Jehu (/ˈdʒiːhjuː/, /ˈdʒiːhuː/; יֵהוּא Yēhūʾ, "Yah is He") son of Hanani was a prophet mentioned in the Hebrew Bible, who was active during the 9th century BC.

==Biblical account==
According to the Bible, Jehu condemned Baasha, king of Israel, and the House of Baasha (1 Kings 16:7), accusing him of leading the people into the sin of idolatry like his predecessor Jeroboam. Jehu foretold that:
surely [God] will take away the posterity of Baasha and the posterity of his house, and ... will make your house like the house of Jeroboam the son of Nebat.
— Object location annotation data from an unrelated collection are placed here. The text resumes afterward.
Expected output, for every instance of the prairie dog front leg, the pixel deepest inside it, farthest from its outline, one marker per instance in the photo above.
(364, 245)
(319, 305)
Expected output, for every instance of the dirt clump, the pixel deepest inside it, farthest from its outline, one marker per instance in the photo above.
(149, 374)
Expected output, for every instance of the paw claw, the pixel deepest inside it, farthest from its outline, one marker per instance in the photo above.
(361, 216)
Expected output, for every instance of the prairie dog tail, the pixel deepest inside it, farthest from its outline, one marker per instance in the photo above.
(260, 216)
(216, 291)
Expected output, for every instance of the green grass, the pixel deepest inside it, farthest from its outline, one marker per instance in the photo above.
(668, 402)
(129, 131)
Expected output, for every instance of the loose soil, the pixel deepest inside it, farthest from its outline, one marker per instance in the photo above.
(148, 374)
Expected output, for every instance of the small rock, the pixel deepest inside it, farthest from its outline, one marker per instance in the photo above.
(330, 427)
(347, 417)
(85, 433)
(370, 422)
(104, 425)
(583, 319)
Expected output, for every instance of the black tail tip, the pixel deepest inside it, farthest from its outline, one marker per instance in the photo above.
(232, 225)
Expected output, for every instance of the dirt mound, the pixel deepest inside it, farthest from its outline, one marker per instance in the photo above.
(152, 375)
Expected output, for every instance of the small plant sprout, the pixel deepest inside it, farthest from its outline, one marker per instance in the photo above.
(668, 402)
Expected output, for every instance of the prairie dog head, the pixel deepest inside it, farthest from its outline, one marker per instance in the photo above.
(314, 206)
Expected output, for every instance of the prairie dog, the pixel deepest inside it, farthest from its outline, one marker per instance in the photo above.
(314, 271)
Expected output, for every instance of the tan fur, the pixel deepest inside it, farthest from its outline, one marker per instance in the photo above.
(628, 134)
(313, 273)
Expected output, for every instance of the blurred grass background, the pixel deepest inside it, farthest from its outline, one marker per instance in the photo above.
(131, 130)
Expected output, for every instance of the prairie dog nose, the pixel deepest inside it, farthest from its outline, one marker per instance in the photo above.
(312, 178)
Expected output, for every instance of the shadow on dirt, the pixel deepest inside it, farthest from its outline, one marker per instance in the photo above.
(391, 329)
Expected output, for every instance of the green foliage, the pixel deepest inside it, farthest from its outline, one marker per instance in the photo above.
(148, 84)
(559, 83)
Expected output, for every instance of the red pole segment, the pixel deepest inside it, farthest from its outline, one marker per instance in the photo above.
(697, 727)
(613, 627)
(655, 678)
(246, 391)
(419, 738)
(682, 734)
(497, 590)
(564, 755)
The dogs shall eat whoever belongs to Baasha and dies in the city, and the birds of the air shall eat whoever dies in the fields.

His words were fulfilled in the reign of Elah, Baasha's son, when the traitor Zimri assassinated Elah and murdered all of Baasha's family and associates.

Jehu also challenged Jehoshaphat, king of Judah. Jehoshaphat's alliance with Ahab ended in the latter's death at the Battle of Ramoth-Gilead. Jehoshaphat returned safely, but Jehu rebuked him for helping the wicked king Ahab. He went on to say that nevertheless the Lord found good in the king, as he had removed the Asherah poles from the land and set his heart to seek God.

==Family==
Hanani, Jehu's father, was also a prophet, who rebuked king Asa of Judah for entering into a league with Ben-Hadad I, king of Syria, against the northern kingdom of Israel.